SIP2 over HTTPS
SIP2 over HTTPS
SIP2 machines can communicate over HTTPS. The advantage of HTTPs is that it does not require any configuration in the HostedWise routing or in branches like schools or small libraries. Furthermore, the communication is encrypted. SIP2 over HTTPS is plug-and-play, so no additional configuration to the network is needed.
The password should be 16 to 20 characters, consisting of letters, numbers and/or @$%^&+=-". There is no filter on IP address for SIP2 HTTPS requests, which means SIP2 is available from any public internet connection, which means that it is important that user/login/url information is handled carefully.
The password can be set up in the Wise Manager > systemWise > Access codes and authorizations > Access authorizations > Users. By searching for “name (with role)”, the Wise user of the SIP2 port can be found (put 'machine' or 'actor' as a prefix for the access code of the port; for example 'actor-PAY1234'). Find the right port in the search results and select it. In the section above, the password can be set at 'Manager login code + https client'.
The url that is used to communicate is:
https://[WISE-URL]/sip2https/services .
To check whether the URL is correct, you can open the URL in the browser of your computer; if you see the following text, the URL is correct:
{"error":"Method not allowed"}
JSON request and response
The sip2https tool offers a means to tunnel clear-text SIP2 commands and replies through secured HTTPS. Each SIP2 command is wrapped in a JSON object and accompanied by a token. This token serves to identify the authenticity of the request.
Below is an example request-and-response pair. Note that initially, the token (sent by the client together with a 93 request) will be empty. The server will supply a token after successful login. From that point on the client must issue the last received token on each subsequent request.
JSON Request example:
{
"sip2request":"6300020071001AO|AA21234002896242|ACxyzzy|AD1234|AY3AZEF37",
"token":"rqYtfjBBMOqK+fK7yW0Z1TSyCJ8"
}
JSON Response example:
{
"sip2response":"64Y83838383838AOWisecity|AA21234002896242|AE|BLN|CQY|BHEur|BV0.00|FB0.00|FC0.00|AY3AZBFDE"
"token":"rqYtfjBBMOqK+fK7yW0Z1TSyCJ8"
}
Notes for the (client side) implementation
The sip2https service has a base URL of the format:
https://<hostname>/sip2https/services and accepts only POST requests.
POST-ed data should be op Content-type application/json. Encoding is UTF-8.
For security reasons, the SIP service requires a password (CO subfield of command 93) with a length of at least 16 characters. This password must be different from the username (CN subfield).
In a REST-like fashion, the service makes use of HTTP status codes and error messages for error situations. Status 200 indicates a successful command, status codes in the 4XX series are used for different errors.
In case of authentication failures, the service increments a failure counter per (client) IP address. When the failure counter reaches a certain predefined limit (typically 10) the IP address will be blocked from accessing the service for a certain predetermined period (typically 1 hour) to defend against abuse. A successful login resets the counter.

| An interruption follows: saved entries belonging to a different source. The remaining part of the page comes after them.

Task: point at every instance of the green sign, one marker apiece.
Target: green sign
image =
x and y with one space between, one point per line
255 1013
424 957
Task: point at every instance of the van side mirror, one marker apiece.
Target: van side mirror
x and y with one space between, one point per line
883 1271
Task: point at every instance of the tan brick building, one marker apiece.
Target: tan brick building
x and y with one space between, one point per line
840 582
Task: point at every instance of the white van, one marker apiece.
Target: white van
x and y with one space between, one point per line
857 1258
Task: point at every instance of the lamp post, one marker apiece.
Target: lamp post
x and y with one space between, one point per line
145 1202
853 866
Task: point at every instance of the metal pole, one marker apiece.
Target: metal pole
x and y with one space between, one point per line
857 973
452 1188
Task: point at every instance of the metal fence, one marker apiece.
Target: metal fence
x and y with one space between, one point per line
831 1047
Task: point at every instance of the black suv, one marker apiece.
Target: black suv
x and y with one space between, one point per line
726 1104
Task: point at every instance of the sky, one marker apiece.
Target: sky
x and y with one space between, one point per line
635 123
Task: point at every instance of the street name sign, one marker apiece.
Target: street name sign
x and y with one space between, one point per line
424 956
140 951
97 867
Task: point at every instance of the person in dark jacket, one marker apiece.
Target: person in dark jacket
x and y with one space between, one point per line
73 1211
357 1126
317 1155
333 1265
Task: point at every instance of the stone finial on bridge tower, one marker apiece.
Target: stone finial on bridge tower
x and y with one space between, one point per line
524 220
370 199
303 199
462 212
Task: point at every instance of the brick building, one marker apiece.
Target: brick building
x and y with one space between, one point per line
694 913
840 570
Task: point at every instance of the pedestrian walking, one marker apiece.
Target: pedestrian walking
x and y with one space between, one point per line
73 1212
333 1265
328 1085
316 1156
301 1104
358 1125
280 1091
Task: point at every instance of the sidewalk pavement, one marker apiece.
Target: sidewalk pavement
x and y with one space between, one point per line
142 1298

The token that is provided after a successful login will expire after a certain amount of idle time (typically 2 hours). If the client makes use of an expired token the server will respond with 401 Unauthorized. A reset of the server may also trigger time out of a token.
Implementers should automatically re-login (93) in such cases.
Installation notes
sip2https is a CGI script that runs in the same environment as the Wise portal, i.e. under Apache with mod_perl, and is deployed from the wise-bxmcgi package. Since it is deployed in a different directory (sip2https and not cgi-bin) there are specific ScriptAlias and Allow rules needed to allow functioning within the Apache environment. To enable, the following config should be included with the Apache config associated with the SSL (HTTPS) config:
ScriptAlias /sip2https/services /home/bng/sip2https/sip2https.pl
<Directory /home/bng/sip2https>
SetHandler perl-script
PerlHandler ModPerl::Registry
Options +ExecCGI
PerlOptions +ParseHeaders
Require all granted
</Directory>
Note that it is the responsibility of the host to ensure that this script is only reachable via HTTPS and not via standard HTTP. The script itself does not enforce this (nor does it have the means to do that). The SSL connection is supposed to be handled by Apache or some other network component (e.g. a firewall) at the hosing side and this is out of scope for the sip2https script (this script merely relays commands).
This script makes use of the cache that is available on the Wise web server. By default, this is a File-system based cache in tmp/FileCache/sip2https. Like with the CGI Wise portal, a hazelcast or other memcached protocol-capable object store can be used as well. The script stores the failure counters, blocking information, and some session information there.